А ведь только что его взгляд был устремлён в открытый проём балкона, и оттуда, из аппарата, созданного им, он ждал того самого долгожданного импульса, ради которого работал все эти последние полгода. Но эту необычность он осознал лишь сию минуту…
А в тот момент профессор Микаил Караев как ни в чём не бывало шёл по пятам двух шкафообразных молодых ребят. Он явно преследовал их. И вместе с ними встал у лифта.
Почему он увязался за этими «шкафами» и настырно, не упуская из виду, преследовал их — Караевсейчас, находясь в своей квартире, не мог дать вразумительного объяснения. Стало быть, так ему и следовало поступать. Шкафы в упор не видели его, хотя он стоял рядом с ними. Перед самым их носом. И судя по их злым репликам, между Караевым и этими двумя дебелыми парнями совсем недавно что-то произошло. Что именно — сейчас он припомнить не мог. Но ТАМ, наверняка, знал. И знал, что пузатый, цвета беж медицинский баул, трепыхавшийся в руках высокого «Угрюмого Шкафа», — его баул. И он для него, для Караева, многое значил. И, вероятно, поэтому он ни на шаг не отпускал их от себя.

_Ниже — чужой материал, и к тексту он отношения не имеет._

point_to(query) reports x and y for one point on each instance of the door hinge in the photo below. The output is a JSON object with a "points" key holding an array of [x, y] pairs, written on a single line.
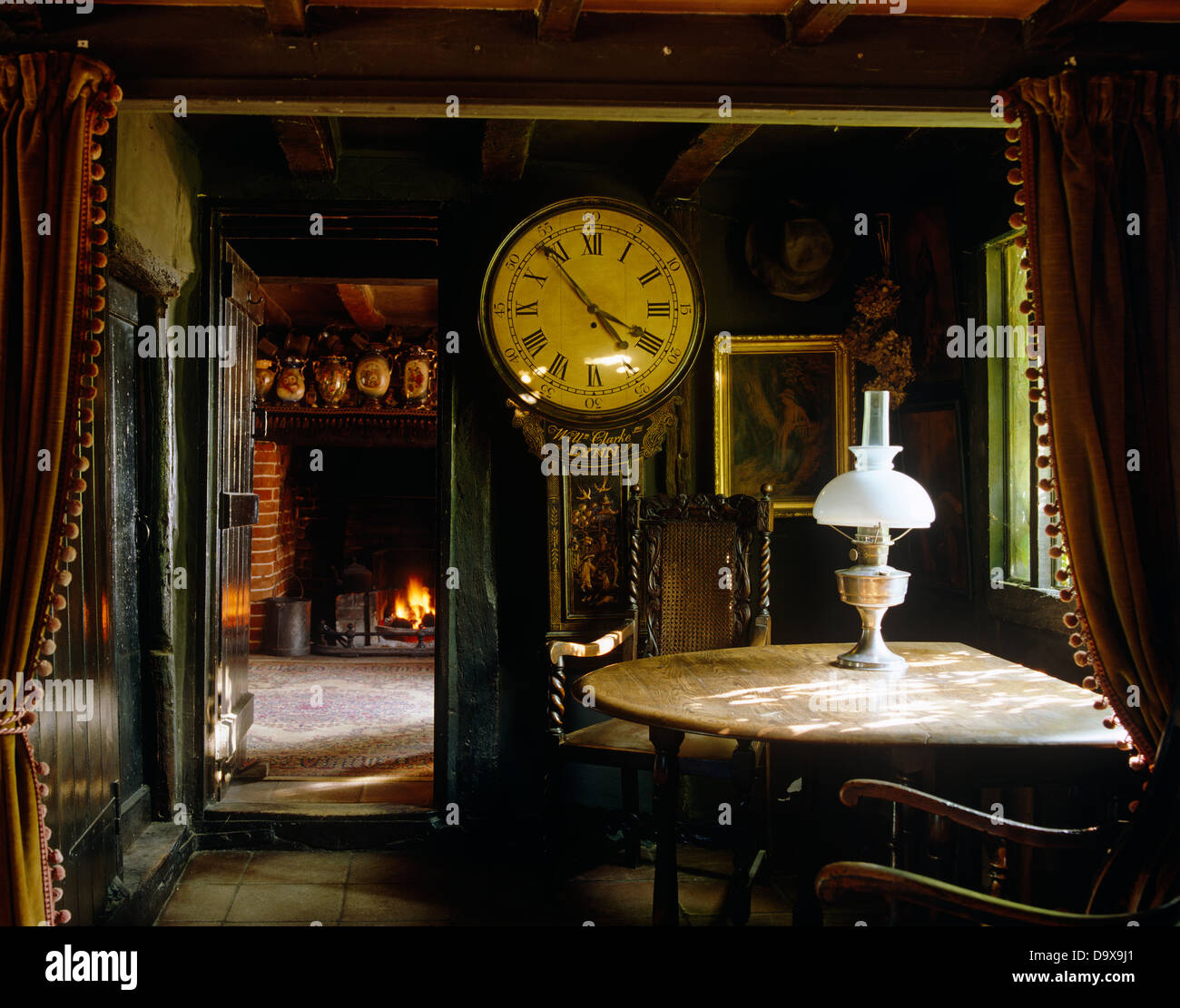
{"points": [[235, 511]]}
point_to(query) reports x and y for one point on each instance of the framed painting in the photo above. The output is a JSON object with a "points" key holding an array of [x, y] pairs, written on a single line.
{"points": [[931, 439], [782, 416], [586, 551]]}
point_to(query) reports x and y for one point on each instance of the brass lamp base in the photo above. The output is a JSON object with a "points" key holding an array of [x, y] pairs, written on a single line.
{"points": [[872, 590]]}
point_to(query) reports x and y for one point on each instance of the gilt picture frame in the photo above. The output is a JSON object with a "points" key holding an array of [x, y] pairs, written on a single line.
{"points": [[782, 416]]}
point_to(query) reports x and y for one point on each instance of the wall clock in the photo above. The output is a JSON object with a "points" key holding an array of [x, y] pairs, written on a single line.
{"points": [[593, 312]]}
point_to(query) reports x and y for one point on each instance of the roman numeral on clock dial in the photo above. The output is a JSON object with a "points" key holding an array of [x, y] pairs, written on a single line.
{"points": [[649, 343], [535, 342]]}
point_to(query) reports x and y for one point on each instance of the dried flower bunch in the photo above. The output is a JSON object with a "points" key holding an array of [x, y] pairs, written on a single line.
{"points": [[872, 338]]}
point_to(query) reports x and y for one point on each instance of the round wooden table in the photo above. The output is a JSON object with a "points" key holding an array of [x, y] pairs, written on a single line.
{"points": [[951, 695]]}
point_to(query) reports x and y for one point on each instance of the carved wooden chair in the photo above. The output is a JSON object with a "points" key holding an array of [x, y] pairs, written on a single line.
{"points": [[681, 601], [1139, 880]]}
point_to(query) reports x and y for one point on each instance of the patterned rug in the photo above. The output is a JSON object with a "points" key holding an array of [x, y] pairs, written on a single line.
{"points": [[342, 718]]}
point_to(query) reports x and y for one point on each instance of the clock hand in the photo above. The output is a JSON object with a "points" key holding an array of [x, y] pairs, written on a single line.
{"points": [[594, 309]]}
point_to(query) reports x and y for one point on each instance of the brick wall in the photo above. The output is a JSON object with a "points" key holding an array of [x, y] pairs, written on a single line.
{"points": [[272, 543]]}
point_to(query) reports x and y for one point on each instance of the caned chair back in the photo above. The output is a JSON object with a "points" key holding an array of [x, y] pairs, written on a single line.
{"points": [[700, 570]]}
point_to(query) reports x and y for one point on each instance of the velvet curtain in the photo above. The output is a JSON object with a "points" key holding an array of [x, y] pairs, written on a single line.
{"points": [[1101, 186], [51, 106]]}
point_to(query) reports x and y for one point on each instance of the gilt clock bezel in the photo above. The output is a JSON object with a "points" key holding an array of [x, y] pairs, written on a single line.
{"points": [[595, 418]]}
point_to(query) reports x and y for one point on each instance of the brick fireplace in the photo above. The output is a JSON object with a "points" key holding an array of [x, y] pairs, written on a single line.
{"points": [[370, 504]]}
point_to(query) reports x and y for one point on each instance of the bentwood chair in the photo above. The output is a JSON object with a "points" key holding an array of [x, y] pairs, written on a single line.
{"points": [[681, 601], [1139, 880]]}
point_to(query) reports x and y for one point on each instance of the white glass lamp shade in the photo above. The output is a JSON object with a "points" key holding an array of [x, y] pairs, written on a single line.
{"points": [[874, 493], [868, 498]]}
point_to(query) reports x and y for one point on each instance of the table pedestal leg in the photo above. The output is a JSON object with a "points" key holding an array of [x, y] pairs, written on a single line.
{"points": [[742, 774], [665, 902]]}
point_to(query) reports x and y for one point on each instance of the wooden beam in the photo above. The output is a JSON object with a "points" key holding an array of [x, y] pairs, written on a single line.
{"points": [[811, 24], [557, 20], [358, 298], [880, 71], [287, 16], [307, 145], [1057, 15], [699, 160], [506, 149]]}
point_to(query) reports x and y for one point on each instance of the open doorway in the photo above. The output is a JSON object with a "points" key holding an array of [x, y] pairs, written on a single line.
{"points": [[342, 560]]}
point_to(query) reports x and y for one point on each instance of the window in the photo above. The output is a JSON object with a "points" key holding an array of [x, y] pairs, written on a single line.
{"points": [[1018, 548]]}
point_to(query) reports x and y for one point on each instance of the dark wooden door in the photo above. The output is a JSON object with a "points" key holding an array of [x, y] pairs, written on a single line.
{"points": [[128, 531], [237, 509]]}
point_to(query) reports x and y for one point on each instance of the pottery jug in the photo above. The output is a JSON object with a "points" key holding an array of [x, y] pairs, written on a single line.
{"points": [[331, 375]]}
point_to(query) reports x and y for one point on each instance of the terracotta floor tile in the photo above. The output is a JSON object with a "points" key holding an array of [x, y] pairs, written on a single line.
{"points": [[248, 792], [216, 866], [330, 790], [390, 904], [200, 901], [400, 792], [392, 866], [594, 901], [707, 896], [290, 902], [288, 866], [617, 873]]}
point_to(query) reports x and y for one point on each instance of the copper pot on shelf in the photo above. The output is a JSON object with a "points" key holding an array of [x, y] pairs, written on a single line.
{"points": [[266, 370], [331, 374], [373, 375], [417, 377], [290, 386]]}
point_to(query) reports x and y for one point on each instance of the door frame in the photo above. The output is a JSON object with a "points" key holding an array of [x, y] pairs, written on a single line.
{"points": [[224, 220]]}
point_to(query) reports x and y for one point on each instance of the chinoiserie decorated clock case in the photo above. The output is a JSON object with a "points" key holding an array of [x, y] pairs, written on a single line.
{"points": [[593, 314]]}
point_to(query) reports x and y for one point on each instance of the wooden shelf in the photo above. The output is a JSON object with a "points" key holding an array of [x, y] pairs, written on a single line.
{"points": [[343, 426]]}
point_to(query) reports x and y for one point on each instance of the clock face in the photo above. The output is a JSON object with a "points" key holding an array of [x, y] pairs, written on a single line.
{"points": [[593, 311]]}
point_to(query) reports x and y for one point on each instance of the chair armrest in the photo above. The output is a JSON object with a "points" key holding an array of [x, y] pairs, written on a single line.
{"points": [[857, 876], [760, 632], [1009, 829], [603, 645]]}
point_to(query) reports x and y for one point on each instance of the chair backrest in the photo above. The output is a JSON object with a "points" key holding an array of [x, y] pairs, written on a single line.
{"points": [[1143, 870], [700, 570]]}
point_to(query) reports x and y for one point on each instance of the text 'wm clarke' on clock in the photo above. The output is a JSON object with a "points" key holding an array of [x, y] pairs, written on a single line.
{"points": [[593, 311]]}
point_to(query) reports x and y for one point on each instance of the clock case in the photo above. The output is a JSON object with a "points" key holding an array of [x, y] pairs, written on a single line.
{"points": [[596, 420]]}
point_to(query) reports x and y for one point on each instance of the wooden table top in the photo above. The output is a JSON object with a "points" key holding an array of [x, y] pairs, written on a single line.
{"points": [[951, 695]]}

С неприязнью глядя друг на друга, парни вполголоса бранились, сдабривая каждую фразу отборным русским матом. Это профессору показалось странным. Какие-то точные, но забытые им теперь детали говорили, что он находится за рубежом. Скорее всего, в Америке. Но не в Нью-Йорке и не в Вашингтоне. Какой-то другой город. Не Москва, не Ленинград и не Киев — он мог в этом поклясться. Те города он знал как свои пять пальцев. А таких гостиниц, с такими лифтами, он в них не видел.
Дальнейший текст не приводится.